A comics giant fights for literacy in his community, Stephen Hawking breaks the internet, and a journey into the “New Weird” genre — all this and more in your Daily Blunt.
The battle to bring the UK’s national public library back from brink of forfeit has a new hero: if Northampton authorities persist in their plan to “redesign” library services, The Watchmen author Alan Moore has pledged to relocate a lucrative TV production which plans to shoot in the area next spring. In other words, the council’s bid to save £290,000 in the short term could end up costing them at least that much in terms of all the business and tourism opportunities lost. Moore hurled this guantlet via the local paper: “That television series will either not be going ahead or not going ahead in Northampton…because I’ve had enough of this.”
When word got out yesterday that Stephen Hawking’s 1966 PhD thesis was now available online, the demand became so overwhelming that it crashed Cambridge University’s archive site. If you try now, you may be able to access it here — but as of this posting it was still unable to load. According to The Guardian (since we can’t see for ourselves) Hawking’s thesis “considers implications and consequences of the expansion of the universe, and its conclusions include that galaxies cannot be formed through the growth of perturbations that were initially small.” We’ll take their word for it until the traffic slows, or until Cambridge improves their site’s capacity.
If you survived reading Mark Z. Danielewski’s House of Leaves, t’s possible that you’re a fan of the “New Weird” genre without even realizing it. Book Riot has assembled a beginners’ guide to the canon, with short story collections as well as novels that exemplify a wing of literature described by Robin Anne Reid as “fictions that ‘subvert cliches of the fantastic in order to put them to discomfiting, rather than consoling ends.'” Examples include Octavia Butler, Guillermo Del Toro, and “really anything by David Mitchell.”
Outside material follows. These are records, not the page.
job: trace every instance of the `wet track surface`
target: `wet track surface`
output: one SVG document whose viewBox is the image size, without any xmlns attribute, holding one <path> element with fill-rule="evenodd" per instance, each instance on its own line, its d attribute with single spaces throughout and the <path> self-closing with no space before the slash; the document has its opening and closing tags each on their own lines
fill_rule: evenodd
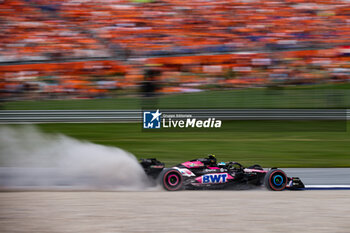
<svg viewBox="0 0 350 233">
<path fill-rule="evenodd" d="M 350 185 L 350 168 L 282 168 L 306 185 Z"/>
</svg>

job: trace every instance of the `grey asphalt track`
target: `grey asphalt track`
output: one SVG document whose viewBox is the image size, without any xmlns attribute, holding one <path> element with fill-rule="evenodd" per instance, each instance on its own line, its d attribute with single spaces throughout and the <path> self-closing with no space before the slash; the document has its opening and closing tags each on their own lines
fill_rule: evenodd
<svg viewBox="0 0 350 233">
<path fill-rule="evenodd" d="M 350 168 L 283 168 L 306 185 L 350 185 Z"/>
</svg>

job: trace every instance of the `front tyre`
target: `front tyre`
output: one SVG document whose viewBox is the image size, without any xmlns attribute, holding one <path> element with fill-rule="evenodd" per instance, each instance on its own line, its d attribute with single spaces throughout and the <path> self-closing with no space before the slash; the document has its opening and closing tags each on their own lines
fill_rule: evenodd
<svg viewBox="0 0 350 233">
<path fill-rule="evenodd" d="M 168 191 L 180 190 L 183 186 L 181 173 L 176 169 L 163 170 L 159 175 L 161 185 Z"/>
<path fill-rule="evenodd" d="M 265 175 L 265 187 L 272 191 L 282 191 L 286 188 L 288 178 L 286 173 L 280 169 L 270 170 Z"/>
</svg>

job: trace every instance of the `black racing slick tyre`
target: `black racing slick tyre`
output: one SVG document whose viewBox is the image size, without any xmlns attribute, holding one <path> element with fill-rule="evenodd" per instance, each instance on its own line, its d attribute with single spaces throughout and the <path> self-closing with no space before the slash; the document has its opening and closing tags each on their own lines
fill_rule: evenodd
<svg viewBox="0 0 350 233">
<path fill-rule="evenodd" d="M 176 169 L 165 169 L 159 175 L 160 184 L 168 191 L 177 191 L 182 189 L 183 178 Z"/>
<path fill-rule="evenodd" d="M 282 191 L 286 188 L 288 178 L 280 169 L 272 169 L 265 175 L 265 187 L 272 191 Z"/>
</svg>

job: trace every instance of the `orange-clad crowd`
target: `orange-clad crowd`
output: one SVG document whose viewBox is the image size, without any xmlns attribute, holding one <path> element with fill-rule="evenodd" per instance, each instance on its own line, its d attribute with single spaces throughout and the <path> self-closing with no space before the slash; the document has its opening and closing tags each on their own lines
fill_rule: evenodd
<svg viewBox="0 0 350 233">
<path fill-rule="evenodd" d="M 109 60 L 0 65 L 0 90 L 7 99 L 106 97 L 134 85 L 126 69 Z"/>
<path fill-rule="evenodd" d="M 0 20 L 5 98 L 105 97 L 145 69 L 162 92 L 350 75 L 347 0 L 0 0 Z"/>
<path fill-rule="evenodd" d="M 109 51 L 27 1 L 0 1 L 0 62 L 106 57 Z"/>
<path fill-rule="evenodd" d="M 58 6 L 63 17 L 136 55 L 293 48 L 350 39 L 347 0 L 54 2 L 64 2 Z"/>
</svg>

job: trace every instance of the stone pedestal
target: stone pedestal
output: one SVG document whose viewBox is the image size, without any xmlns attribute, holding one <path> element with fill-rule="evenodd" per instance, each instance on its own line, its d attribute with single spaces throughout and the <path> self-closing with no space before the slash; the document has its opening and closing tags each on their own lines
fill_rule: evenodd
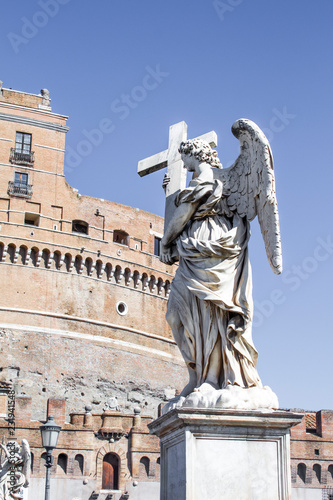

Sometimes the most sincere tribute we can pay a beloved author is to tread the same literary path, reading books they enjoyed or found inspiring throughout their career. Such is the case with Gabriel Garcia Marquez: thanks to his autobiography Living to Tell the Tale, we have a record of his most beloved books, harvested by Brain Pickings alongside excerpts that explain what he loved most about them. Among these is James Joyce’s Ulysses, which a fellow student presented to young Marquez as “the other Bible.” For the most part, these are books that remain widely circulated to this very day — just like Marquez himself, whether or not he ever dreamed it possible.